Oh, really? So you mean that the properly level-matched double-blind test between a Sonic Frontiers Power 2 (a $5000 110wpc p-p tube amp) and a Classe CA-200 (a $3000 200wpc solid state amp) in which I participated about 7 years ago turned up a statistically significant difference? Bzzt! That despite the fact that no attempts were made to limit volume levels and that they were driving Martin-Logan electrostats (Quest-Z or reQuest, don’t remember) that present a very difficult load in the treble. Both were non-broken amps, with flat FR and low distortion, so in retrospect the result was obvious given that the tubes in the SF amp had not yet been significantly degraded by use.

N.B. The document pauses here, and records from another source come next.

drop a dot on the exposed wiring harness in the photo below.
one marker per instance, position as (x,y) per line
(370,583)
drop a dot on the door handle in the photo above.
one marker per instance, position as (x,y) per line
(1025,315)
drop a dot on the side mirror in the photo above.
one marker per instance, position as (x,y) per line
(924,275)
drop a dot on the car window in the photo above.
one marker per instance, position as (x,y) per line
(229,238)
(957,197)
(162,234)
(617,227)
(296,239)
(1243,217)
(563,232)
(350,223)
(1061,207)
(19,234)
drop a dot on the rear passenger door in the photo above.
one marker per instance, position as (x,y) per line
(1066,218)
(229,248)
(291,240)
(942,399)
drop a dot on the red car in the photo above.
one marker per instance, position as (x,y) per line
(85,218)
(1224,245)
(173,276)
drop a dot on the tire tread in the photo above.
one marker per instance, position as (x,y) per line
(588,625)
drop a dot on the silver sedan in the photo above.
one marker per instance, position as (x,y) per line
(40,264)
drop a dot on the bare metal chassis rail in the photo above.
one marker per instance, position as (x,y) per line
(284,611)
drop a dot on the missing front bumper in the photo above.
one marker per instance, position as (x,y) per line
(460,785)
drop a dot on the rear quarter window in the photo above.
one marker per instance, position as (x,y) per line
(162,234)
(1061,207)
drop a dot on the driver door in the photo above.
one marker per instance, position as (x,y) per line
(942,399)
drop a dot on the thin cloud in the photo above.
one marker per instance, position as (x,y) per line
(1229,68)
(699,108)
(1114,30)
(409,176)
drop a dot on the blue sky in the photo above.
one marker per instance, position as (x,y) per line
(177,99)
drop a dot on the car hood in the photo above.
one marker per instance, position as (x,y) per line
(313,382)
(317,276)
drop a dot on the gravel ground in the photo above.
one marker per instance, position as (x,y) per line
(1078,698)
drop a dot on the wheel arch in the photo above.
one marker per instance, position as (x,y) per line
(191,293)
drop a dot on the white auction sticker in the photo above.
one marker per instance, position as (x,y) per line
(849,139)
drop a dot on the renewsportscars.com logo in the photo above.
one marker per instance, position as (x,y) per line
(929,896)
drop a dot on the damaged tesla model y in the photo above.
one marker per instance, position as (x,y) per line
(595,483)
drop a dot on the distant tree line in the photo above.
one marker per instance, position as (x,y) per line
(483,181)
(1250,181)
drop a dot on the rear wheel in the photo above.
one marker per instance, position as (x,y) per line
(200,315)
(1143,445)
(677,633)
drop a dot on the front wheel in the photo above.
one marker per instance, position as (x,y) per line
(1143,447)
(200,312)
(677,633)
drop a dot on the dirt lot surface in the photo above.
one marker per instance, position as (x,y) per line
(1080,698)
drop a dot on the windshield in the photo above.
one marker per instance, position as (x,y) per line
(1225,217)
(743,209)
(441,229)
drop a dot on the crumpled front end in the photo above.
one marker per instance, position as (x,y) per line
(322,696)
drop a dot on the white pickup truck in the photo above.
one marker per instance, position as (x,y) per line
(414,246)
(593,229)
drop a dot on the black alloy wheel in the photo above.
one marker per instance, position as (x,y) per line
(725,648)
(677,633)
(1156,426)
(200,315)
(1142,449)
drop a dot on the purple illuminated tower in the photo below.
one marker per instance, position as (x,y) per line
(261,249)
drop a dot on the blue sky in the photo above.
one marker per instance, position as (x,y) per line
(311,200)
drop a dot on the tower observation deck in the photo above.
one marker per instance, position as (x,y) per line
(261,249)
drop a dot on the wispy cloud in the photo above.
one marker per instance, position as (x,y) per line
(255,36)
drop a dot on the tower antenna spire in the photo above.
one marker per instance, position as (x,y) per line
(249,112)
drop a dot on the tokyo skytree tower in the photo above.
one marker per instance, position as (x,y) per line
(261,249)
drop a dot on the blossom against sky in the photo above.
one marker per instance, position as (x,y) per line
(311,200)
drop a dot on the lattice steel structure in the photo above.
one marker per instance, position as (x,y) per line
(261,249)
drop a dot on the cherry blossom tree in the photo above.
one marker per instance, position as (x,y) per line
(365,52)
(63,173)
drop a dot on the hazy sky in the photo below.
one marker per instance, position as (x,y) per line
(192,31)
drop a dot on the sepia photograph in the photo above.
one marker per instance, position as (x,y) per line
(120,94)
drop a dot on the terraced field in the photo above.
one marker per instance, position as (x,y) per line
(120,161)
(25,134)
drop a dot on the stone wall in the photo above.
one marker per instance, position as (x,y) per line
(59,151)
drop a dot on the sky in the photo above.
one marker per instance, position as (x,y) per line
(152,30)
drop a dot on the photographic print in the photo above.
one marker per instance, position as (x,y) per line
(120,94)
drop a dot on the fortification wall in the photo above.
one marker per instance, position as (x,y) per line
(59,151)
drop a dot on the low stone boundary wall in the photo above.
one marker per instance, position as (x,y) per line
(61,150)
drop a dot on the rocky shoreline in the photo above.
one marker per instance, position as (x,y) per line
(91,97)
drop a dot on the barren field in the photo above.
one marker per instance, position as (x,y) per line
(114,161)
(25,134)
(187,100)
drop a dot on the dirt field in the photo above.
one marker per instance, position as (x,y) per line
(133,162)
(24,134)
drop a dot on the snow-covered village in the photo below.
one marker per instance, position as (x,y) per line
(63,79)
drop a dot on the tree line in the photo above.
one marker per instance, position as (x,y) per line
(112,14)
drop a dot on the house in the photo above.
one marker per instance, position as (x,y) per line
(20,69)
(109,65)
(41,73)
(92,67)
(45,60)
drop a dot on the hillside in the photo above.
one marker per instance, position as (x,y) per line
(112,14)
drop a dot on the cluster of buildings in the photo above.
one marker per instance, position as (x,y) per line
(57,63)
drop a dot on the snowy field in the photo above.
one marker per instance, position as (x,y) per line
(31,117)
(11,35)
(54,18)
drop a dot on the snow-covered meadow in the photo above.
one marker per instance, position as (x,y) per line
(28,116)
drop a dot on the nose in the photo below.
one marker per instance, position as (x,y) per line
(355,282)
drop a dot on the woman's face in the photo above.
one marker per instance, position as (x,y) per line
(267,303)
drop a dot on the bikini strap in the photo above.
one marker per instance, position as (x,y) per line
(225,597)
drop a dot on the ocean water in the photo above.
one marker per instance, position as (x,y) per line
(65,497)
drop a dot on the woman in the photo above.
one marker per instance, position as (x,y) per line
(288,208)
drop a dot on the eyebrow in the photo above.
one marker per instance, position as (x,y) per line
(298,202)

I don’t dislike tube amps, but I don’t have any special love for them, either. Their advantages are (often) aesthetic and (usually) snob value. Their disadvantages are that they require much more upkeep than old-line solid state or modern solid state (i.e. DSP-controlled switching amps or DAC/amps such as the TI chips used in the expensive TacT gear and the cheap Panasonic receivers) and often require speakers with much less impedance variation to pass the signal accurately than solid-state amps do. Done with a modicum of competence they are as every bit as good as any other type of competently-designed amp, but no more so.

Of course, a tube (or solid state) amp with prodigious amounts of distortion or EQ (i.e. nonflat frequency response) built in will sound different from a well-designed tube (or solid state) amp. However, I consider such an amp, no matter how expensive it is, broken. Actually, the more expensive such an amp is is the more broken I consider it to be!